Rolea B'ier (ស្រុករលាប្អៀរ) is a district (srok) in the center of Kampong Chhnang province, in central Cambodia. The district capital is Rolea B'ier, a town located 5 kilometres south of the provincial capital of Kampong Chhnang. The district is surrounded by other Kampong Chhnang districts and in turn surrounds Kampong Chhnang district which includes the provincial capital. The Tonle Sap serves as the border of the district in the north east. The Kampong Chhnang Airport, built during the period of Democratic Kampuchea (the regime of the Khmer Rouge) lies in Krang Leav commune.

The district has significant road infrastructure and National Highway 5, which runs from Phnom Penh to Poipet, crosses the district running roughly from north to south. Rolea B'ier district is one of the largest districts in Kampong Chhnang province by land area and has by far the largest district population due to well irrigated land and good transport infrastructure. National Road 53, which runs from the provincial capital to Romeas in Tuek Phos district, crosses the district diagonally running from north east to south west. National Road 145 starts at Phlov Veay within the district and runs to a terminus at the rail head at Phnum Ta Sam in Tuek Phos district. Numerous smaller tertiary roads run either from the highway or to the nearby national railway line.

== Location ==
Rolea B'ier district lies in the center of the province and does not share a border with any other provinces. Reading from the north clockwise, Rolea B'ier borders with Baribour district to the north and Kampong Leaeng district to the north east. The eastern border of the district is shared with Kampong Chhnang and Chol Kiri districts. To the south the district shares a border with Kampong Tralach district. The western border of the district joins with Tuek Phos district of Kampong Chhnang.

== Administration ==
The district is subdivided into 13 communes (khum) and 131 villages (phum). The Rolea B'ier district governor reports to Touch Marim, the Governor of Kampong Chhnang. The following table shows the villages of Rolea B'ier district by commune.

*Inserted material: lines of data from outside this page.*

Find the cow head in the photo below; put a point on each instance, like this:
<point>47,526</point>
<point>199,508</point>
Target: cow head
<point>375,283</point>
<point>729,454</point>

| Khum (communes) | Phum (villages) |
|---|---|
| Andoung Snay | Spok Reach, Andoung Snay, Andoung Chrey, Cha, Tbaeng, Pahi, Banpong Phchoek |
| Banteay Preal | Preal, Thma Reab, Phlov Kou, Toap Srov, Toap Tbaeng, Chheu Neak, Sdok Kabbas, Trapeang Phkoam, Ou Leach, Ruessei Duoch |
| Cheung Kreav | Ta Lou, Trapeang Popel, Pring Kaong, Luong, Andoung Chek, Tuek Chenh, Souphi, Tang Bampong, Damnak Kei, Knach Kokoh, Ou Loy |
| Chrey Bak | Tuol Khsach, Prey Kaoh, Prey Puoch, Thmei, Thnal Thmei, Chrey Bak, Ou Kamnab, Ou Kandaol, Prey Leak Neang, Banh Chhkoul, Trapeang An, Khley, a Laeng, Trapeang Kor, Preah Ream Reangsei, Ou Roung |
| Kouk Banteay | Kouk Banteay, Popel Pok, Mean Chey, Troneam Pech, Ou Ta Sek, Chheu Trach, Kang Meas, Kanlaeng Phe |
| Krang Leav | Krang Leav, Thmei, Tuek L'ak, Pat Lang, Boeng Veaeng, Srae Veal, Chrolong Kak, Andoung Preng |
| Pongro | Trapeang Pou, Khvet, Srang Khpos, Phnum Touch, Santey, Dak Krong, Andoung Pour, Thmei, Prambei Chhaom, Trapeang Thum, Thma Reab, Toap Tbaeng |
| Prasneb | Prey Sampov, Chonleav, S'ang, Srangam Ter, Trapeang Ampil, Prasneb, Chor |
| Prey Mul | Prey Kraol, Prey Mul, Prachak, Trapeang Kravan, Trapeang Ta Sokh, Ta Vak, Kleng Por |
| Rolea B'ier | Kruos, Prey Khmaer, Andoung Chroh, Chea Rov, Trapeang Trach, Ou Ta Nes |
| Srae Thmei | Kdei Tnaot, Chamkar Ta Mau, Santuch, Traok Kaeut, Traok Kandal, Traok Lech, Kol Kob, Trapeang Sbov, Prey Moan, Andoung Ruessei, Trea Tboung, Trea Cheung |
| Svay Chrum | Thma Kaev, Knong, Krang Prasvay, Utumpor, Sat Lang, Svay Chrum Thmei, Chamkar Khley, Chen, Phlov Veay, Ou Totueng, Tuol Trea, Svay Chrum Chas, Smaet, Thnong Kambot, Chanlaoh Ren, Dambouk Kakaoh, Trapeang Anhchanh, Thnal Ta Saeng, Krapeu Pul, Kaoh Kaev, Svay Chek, Kampong Riang |
| Tuek Hout | Ou Sandan, Tuek Hout, Preaek Sala, Noneam Totueng, Preaek Reang, Kouk Sdau, Trapeang Krapeu, Tuek L'ak, Ou Sandan Thmei |

== Demographics ==
According to the 1998 Census, the population of the district was 81,134 persons in 17,157 households in 1998. This population consisted of 37,190 males (45.8%) and 43,944 females (54.2%). With a population of over 80,000 people, Rolea B'ier has the largest district population in Kampong Chhnang province. The average household size in Rolea B'ier is 4,7 persons per household, which lower than the rural average for Cambodia (5.2 persons). The sex ratio in the district is 84.6%, with significantly more females than males.